Coming Apart: The State of White America, 1960–2010
- Author: Charles Murray
- Language: English
- Published: 2012
- Publisher: Crown Forum
- Publication place: United States
- Media type: Print, eBook
- Pages: 416
- ISBN: 0307453421

= Coming Apart (book) =

2012 book by Charles Murray

Coming Apart: The State of White America, 1960–2010 is a 2012 book about class stratification of White Americans by Charles Murray, a political scientist and W.H. Brady Scholar at the American Enterprise Institute.

==Overview==
Charles Murray describes what he sees as the economic divide and moral bifurcation of white Americans that has occurred since 1960. Murray describes diverging trends between poor and upper middle class white Americans in the half century after the death of John F. Kennedy. He focuses on white Americans to argue that economic decline in that period was not experienced solely by minorities, whom he brings into his argument in the last few chapters of the book. He argues that class strain has cleaved white Americans into two distinct, highly segregated strata: "an upper class, defined by educational attainment, and a new lower class, characterized by the lack of it. Murray also posits that the new [white] 'lower class' is less industrious, less likely to marry and raise children in a two-parent household, and more politically and socially disengaged."

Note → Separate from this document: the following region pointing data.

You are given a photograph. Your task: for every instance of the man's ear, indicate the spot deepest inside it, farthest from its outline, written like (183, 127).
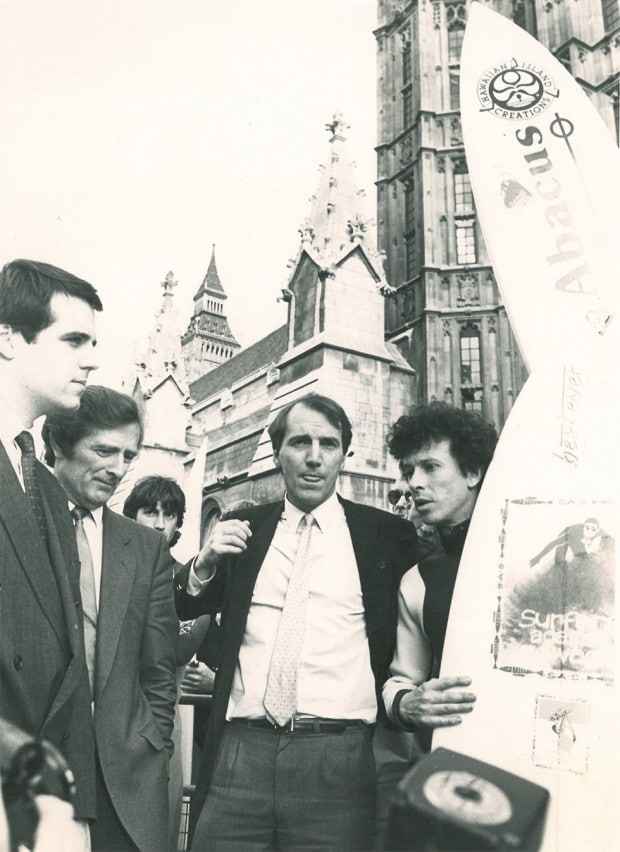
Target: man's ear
(7, 344)
(473, 478)
(58, 453)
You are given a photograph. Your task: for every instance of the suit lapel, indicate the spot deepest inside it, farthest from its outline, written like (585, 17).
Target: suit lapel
(244, 573)
(118, 569)
(33, 555)
(375, 579)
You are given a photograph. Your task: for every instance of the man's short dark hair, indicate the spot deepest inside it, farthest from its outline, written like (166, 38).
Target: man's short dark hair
(151, 490)
(329, 408)
(100, 408)
(472, 439)
(26, 288)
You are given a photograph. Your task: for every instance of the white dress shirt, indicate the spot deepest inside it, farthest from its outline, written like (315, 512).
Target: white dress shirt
(413, 661)
(10, 428)
(335, 677)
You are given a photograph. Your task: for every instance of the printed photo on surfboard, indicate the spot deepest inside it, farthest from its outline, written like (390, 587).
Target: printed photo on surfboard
(561, 734)
(556, 583)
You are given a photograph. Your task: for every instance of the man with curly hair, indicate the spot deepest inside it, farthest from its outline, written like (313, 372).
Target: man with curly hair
(443, 454)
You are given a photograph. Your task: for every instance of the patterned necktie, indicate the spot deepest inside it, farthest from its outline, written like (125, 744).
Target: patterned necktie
(281, 694)
(29, 472)
(88, 592)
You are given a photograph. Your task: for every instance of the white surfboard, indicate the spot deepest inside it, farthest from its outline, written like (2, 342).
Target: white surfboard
(546, 178)
(533, 618)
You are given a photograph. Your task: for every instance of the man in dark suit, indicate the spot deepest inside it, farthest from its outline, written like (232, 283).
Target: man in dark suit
(131, 650)
(47, 334)
(307, 588)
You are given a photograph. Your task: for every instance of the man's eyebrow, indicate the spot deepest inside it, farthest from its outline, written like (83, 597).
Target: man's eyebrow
(78, 335)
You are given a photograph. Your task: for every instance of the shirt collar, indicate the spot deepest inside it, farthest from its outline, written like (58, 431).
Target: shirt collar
(96, 514)
(10, 427)
(326, 515)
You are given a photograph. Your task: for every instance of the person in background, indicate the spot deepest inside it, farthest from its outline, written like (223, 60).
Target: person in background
(159, 502)
(400, 499)
(130, 623)
(47, 340)
(307, 587)
(443, 454)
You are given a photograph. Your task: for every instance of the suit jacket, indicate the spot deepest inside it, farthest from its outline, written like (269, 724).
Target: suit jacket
(385, 547)
(43, 678)
(135, 680)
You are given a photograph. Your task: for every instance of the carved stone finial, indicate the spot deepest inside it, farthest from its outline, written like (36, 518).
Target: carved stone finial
(306, 231)
(168, 284)
(337, 126)
(357, 228)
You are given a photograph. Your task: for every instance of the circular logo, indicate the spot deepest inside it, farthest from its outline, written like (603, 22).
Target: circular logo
(516, 90)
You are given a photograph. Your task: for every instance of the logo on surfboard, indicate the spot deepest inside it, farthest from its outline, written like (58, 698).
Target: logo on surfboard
(516, 90)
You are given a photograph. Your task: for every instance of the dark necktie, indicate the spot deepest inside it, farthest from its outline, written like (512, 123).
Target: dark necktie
(29, 460)
(88, 592)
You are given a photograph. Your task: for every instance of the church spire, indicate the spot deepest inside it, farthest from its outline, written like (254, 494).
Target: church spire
(208, 340)
(211, 282)
(337, 220)
(160, 356)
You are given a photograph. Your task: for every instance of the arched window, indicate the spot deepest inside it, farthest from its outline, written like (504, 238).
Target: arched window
(471, 371)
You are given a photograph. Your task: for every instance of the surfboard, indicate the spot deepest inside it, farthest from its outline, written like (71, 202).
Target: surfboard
(533, 617)
(545, 172)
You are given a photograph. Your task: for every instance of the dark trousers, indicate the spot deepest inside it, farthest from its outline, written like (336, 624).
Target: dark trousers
(107, 833)
(282, 791)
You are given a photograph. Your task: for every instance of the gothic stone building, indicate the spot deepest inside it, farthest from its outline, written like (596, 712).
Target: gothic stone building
(446, 316)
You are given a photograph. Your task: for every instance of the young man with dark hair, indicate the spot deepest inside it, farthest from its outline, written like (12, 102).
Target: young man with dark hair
(47, 336)
(130, 623)
(443, 454)
(307, 587)
(157, 502)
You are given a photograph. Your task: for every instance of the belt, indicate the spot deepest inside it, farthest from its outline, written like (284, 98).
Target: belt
(307, 725)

Additionally, Murray writes of several differences he sees forming between and causing two emerging classes—the New Upper Class and the New Lower Class—among which are differences in or lack thereof in regard to religiosity, work ethic, industriousness, family, etc. Murray goes on to provide evidence that religiosity, work ethic, industriousness, family, etc., have either remained strong or have weakened minimally in the New Upper Class, whereas these same attributes have either weakened substantially or have become almost nonexistent in the New Lower Class. Much of his argument is centered on a notion of self-selective sorting that began in the 1960s and 1970s, when he argues that cognitive ability became the essential predictor of professional and financial success, and people overwhelmingly began marrying others in the same cognitive stratum and living in areas surrounded largely by others in that same stratum, leading to not only an exacerbation of existing economic divides, but an unprecedented socio-cultural divide that had not existed before in America.

==Reception==
In his review in The New York Times, columnist David Brooks wrote, "I'll be shocked if there's another book that so compellingly describes the most important trends in American society."

Critics have complained that he cherry picked the data and time period under analysis, with The New York Times, for example, writing that "behaviors that seem to have begun in the 1960s belong to a much longer and more complex history than ideologically driven writers like Mr. Murray would have us believe."

Coming Apart was included in The New York Times's list of 100 Notable Books of 2012.